Supercomputing firms see new challenges in cloud and exa-scale computing
Energy efficiency and programming difficulties loom, vendors warn
A panel of high-performance computing (HPC) hardware and software executives have outlined what they believe are the primary challenges for the supercomputing industry in the coming years.
Executives from AMD, Cray and other HPC specialists said at an event in San Francisco that energy efficiency and adapting software development platforms will be among the biggest concerns for the next generation of supercomputer clusters.
Chuck Moore, corporate fellow and technology group chief technology officer at AMD, told attendees that HPC systems and services must adopt a different model to cloud platforms.
Demand from researchers for compute time will help drive the rise of HPC-as-a-service, but Moore warned that such services are not well suited to the current cloud architecture.
"You tend to write applications that spread out among many systems and come back with a result," he said of cloud platforms.

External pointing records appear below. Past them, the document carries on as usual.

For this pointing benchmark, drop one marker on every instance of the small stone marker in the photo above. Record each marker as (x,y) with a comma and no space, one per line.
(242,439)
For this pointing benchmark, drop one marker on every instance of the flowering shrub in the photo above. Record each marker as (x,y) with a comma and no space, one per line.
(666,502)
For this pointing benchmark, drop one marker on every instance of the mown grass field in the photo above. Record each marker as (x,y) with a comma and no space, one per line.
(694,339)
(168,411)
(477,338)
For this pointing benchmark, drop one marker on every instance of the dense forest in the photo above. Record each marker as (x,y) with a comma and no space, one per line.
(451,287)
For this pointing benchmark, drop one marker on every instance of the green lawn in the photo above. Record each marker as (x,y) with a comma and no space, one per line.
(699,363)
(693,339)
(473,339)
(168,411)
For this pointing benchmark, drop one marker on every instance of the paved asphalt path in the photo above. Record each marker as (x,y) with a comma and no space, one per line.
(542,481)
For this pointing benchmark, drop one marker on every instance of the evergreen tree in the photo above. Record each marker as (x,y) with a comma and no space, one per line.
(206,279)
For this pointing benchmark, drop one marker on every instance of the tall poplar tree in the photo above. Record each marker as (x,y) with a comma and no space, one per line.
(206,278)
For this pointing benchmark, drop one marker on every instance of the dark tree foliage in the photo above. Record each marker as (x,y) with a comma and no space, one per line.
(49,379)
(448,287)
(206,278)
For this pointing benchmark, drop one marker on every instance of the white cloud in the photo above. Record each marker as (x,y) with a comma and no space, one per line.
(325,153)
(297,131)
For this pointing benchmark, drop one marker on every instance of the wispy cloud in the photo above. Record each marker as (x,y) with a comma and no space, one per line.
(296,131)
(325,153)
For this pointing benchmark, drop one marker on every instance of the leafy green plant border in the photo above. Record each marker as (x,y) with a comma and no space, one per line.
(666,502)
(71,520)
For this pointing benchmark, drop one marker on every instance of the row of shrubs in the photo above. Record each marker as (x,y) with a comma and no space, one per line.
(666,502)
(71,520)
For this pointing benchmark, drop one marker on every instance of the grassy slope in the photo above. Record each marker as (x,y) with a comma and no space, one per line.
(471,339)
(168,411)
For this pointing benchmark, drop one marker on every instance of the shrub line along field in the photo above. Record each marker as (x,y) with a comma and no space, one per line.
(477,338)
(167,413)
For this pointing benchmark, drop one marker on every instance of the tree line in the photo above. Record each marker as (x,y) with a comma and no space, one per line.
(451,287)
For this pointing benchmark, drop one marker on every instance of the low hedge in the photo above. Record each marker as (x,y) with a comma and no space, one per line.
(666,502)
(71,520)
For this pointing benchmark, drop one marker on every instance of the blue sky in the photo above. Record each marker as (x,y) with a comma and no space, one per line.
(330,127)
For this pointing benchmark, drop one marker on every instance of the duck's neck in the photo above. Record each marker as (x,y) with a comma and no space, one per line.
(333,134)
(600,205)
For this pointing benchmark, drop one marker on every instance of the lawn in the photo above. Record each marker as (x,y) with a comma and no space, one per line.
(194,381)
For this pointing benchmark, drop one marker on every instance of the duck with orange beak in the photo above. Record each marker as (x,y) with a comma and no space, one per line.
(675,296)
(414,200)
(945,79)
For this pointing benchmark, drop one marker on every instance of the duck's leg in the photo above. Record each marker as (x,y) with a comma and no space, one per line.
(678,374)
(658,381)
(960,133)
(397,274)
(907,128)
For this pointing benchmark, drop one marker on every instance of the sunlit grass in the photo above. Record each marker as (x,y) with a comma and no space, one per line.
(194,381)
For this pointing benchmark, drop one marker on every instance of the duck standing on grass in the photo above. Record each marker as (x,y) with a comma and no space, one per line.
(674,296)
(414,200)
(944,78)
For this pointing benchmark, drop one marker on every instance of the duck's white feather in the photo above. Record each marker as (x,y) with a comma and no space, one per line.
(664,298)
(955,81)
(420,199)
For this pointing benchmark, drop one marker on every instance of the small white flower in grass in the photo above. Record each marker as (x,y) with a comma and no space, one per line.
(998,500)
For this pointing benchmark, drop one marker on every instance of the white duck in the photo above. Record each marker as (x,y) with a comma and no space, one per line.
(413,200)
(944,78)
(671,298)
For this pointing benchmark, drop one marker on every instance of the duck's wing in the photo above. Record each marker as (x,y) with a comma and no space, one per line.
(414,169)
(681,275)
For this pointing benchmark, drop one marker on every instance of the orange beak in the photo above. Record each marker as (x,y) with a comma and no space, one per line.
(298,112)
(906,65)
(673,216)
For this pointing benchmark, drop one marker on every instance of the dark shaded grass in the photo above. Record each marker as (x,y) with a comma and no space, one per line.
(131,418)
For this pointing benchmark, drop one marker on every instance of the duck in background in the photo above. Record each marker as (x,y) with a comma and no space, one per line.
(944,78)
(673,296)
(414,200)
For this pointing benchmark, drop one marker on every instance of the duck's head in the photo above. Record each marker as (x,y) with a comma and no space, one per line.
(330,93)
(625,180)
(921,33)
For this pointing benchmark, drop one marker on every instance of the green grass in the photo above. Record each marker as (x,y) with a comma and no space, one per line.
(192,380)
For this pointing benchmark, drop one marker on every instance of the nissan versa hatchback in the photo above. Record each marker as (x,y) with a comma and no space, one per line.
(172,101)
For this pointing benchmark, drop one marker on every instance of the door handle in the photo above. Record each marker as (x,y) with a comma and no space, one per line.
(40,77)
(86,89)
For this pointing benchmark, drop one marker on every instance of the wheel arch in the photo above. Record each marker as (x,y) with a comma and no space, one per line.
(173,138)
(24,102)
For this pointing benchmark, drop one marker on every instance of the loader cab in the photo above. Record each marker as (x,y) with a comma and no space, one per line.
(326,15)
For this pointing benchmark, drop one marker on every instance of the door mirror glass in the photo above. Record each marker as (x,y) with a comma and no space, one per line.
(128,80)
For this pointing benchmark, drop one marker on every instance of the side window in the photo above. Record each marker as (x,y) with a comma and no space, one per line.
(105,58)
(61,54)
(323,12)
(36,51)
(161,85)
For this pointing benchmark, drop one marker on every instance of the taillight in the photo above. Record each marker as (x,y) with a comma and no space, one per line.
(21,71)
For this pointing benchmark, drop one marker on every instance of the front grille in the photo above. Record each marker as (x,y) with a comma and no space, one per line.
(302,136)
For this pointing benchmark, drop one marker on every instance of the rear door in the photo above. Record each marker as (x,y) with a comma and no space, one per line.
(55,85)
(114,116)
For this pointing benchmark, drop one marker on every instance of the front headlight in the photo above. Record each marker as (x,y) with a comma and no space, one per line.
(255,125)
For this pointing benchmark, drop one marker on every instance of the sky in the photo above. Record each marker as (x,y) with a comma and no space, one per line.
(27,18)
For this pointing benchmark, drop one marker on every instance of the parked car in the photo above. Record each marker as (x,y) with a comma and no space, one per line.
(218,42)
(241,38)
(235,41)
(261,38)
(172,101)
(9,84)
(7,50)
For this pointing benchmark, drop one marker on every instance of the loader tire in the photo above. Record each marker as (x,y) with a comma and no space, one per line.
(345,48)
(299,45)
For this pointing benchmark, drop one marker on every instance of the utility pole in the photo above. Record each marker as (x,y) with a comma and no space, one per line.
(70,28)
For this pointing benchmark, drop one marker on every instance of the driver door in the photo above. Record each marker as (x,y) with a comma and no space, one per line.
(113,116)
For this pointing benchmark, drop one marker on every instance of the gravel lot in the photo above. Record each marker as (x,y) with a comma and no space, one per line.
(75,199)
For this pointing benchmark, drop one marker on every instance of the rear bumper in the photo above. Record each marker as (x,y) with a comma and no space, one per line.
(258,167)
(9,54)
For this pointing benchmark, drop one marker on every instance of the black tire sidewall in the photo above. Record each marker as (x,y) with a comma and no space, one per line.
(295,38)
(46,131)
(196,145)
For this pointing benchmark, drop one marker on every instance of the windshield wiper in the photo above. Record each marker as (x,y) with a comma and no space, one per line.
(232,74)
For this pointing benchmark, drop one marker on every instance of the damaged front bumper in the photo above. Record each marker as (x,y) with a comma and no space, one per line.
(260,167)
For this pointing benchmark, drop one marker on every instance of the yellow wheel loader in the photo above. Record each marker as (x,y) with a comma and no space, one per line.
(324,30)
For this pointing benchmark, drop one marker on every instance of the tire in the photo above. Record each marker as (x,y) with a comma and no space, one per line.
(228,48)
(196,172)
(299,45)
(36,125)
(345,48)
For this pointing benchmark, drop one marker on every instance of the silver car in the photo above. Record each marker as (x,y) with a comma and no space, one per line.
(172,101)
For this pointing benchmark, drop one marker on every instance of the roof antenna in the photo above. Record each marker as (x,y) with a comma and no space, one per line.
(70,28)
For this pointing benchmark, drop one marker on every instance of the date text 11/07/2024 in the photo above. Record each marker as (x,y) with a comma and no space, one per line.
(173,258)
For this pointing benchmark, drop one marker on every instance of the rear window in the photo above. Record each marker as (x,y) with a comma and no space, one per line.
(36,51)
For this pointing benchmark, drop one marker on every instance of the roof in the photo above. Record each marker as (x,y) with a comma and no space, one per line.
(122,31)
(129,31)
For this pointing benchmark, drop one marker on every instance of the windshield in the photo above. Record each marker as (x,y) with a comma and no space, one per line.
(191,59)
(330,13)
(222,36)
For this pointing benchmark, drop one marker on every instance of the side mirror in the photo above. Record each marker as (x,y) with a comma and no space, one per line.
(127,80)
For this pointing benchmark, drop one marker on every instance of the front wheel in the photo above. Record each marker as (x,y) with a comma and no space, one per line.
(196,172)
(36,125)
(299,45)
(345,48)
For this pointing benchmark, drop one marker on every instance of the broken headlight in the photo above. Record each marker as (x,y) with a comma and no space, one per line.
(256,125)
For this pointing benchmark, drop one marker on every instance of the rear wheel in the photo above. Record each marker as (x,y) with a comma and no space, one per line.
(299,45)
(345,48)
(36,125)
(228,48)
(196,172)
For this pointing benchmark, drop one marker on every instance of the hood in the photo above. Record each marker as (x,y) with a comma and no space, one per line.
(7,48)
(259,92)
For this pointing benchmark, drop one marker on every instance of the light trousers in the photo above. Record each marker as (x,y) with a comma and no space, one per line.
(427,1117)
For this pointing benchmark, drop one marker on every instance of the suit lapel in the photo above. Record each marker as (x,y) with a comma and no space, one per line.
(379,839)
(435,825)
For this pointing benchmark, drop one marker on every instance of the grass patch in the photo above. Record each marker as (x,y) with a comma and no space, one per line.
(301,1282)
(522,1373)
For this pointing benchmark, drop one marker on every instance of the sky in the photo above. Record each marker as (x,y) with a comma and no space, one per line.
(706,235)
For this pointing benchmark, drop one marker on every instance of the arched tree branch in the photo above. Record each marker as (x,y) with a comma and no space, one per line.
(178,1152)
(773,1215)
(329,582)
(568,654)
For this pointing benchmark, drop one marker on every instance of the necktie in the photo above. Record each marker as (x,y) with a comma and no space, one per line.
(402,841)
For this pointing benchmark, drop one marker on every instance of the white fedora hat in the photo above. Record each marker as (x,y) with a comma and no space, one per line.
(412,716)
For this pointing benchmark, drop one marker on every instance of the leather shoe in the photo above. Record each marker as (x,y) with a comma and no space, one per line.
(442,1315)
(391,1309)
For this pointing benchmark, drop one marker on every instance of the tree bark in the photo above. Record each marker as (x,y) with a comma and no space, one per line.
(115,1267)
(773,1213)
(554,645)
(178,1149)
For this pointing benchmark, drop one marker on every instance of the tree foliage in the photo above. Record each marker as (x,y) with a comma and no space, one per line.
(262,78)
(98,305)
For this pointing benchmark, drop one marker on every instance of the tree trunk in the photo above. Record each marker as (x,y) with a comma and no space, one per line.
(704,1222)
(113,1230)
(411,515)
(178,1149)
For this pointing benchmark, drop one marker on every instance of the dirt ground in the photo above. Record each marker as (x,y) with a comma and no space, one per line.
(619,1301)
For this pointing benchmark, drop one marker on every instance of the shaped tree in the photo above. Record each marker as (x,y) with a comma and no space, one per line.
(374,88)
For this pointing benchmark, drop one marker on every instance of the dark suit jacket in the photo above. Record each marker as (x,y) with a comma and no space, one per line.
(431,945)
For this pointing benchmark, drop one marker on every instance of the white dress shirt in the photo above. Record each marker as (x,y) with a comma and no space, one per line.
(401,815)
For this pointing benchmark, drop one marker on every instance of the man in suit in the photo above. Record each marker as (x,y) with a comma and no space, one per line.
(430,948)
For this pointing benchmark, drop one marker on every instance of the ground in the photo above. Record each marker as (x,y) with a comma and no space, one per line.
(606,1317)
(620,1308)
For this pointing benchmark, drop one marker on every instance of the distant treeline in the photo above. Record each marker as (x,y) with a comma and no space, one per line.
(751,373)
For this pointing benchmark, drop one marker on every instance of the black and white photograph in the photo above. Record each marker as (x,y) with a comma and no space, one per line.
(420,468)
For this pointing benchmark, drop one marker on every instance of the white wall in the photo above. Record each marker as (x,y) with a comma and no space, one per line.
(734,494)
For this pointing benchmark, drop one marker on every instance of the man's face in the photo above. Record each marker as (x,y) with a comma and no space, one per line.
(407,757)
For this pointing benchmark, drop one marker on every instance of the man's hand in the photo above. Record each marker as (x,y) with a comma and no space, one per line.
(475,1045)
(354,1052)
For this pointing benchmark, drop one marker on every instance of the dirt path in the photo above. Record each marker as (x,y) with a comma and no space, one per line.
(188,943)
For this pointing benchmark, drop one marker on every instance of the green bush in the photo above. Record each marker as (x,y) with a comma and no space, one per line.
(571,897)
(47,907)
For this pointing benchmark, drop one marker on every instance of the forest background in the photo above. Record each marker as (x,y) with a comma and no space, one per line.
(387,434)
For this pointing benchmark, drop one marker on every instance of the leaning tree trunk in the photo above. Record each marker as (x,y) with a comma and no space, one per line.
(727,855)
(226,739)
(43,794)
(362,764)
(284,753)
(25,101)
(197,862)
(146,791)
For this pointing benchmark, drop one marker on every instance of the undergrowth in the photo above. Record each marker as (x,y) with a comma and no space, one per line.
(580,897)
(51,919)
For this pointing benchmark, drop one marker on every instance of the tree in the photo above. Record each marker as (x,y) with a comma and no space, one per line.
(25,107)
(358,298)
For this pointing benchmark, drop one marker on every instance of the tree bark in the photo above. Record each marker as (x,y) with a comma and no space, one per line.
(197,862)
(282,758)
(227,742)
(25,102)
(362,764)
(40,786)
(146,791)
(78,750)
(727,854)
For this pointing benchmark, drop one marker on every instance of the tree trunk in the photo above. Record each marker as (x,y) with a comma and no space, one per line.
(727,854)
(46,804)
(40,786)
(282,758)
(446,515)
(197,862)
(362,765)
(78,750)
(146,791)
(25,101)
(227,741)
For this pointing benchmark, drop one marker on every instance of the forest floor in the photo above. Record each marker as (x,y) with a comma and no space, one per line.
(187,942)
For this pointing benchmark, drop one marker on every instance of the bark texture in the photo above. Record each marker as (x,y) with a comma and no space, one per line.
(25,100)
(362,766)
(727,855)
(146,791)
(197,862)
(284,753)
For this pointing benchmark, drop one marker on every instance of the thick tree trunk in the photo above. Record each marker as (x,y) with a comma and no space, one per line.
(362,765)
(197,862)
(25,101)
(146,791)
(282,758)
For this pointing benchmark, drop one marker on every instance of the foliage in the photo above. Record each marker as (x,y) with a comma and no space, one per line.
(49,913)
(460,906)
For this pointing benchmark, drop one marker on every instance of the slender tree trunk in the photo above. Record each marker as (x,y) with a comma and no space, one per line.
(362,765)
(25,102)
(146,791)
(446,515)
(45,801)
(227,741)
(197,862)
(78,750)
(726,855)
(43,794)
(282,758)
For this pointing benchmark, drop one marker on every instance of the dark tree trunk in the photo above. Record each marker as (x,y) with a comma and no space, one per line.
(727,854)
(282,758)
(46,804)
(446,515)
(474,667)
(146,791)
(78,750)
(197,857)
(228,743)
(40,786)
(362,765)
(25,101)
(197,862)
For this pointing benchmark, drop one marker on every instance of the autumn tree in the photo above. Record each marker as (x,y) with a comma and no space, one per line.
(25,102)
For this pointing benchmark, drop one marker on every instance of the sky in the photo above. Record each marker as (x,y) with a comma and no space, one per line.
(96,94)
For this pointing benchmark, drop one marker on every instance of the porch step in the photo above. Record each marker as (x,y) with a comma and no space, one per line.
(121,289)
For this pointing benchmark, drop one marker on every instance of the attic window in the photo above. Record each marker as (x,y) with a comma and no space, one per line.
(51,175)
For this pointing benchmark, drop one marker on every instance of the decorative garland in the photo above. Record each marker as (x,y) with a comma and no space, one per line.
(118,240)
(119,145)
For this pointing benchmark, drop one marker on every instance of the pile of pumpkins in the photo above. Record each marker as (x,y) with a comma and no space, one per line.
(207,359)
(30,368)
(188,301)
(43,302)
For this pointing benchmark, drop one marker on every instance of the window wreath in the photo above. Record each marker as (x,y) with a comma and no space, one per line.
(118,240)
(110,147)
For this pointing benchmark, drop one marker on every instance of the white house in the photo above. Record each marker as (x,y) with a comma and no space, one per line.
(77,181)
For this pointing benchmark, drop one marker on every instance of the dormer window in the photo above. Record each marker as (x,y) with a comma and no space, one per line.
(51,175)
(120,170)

"While certain types of HPC spread work out, they do so with a very different set of latency and constraints and thinking. It is not like you can just pick up that application and run it on a cloud."
The experts also see new challenges as the supercomputing industry seeks to develop more powerful exa-scale clusters.
Some on the panel believe that the performance and energy efficiency challenges of exa-scale supercomputers can be solved in the next six to seven years, but others maintain that software issues will push back the arrival of exa-scale systems.
Margaret Williams, senior vice president of HPC systems at Cray, said that programming challenges could delay exa-scale supercomputing until 2020, citing issues with managing the parallelism and hardware failures created when systems reach larger scales.
"The programming models that we have today assume I will have the same resources at the beginning that I will have when the job ends," she explained.
"There are some issues that we need to resolve in terms of the resiliency and programming models."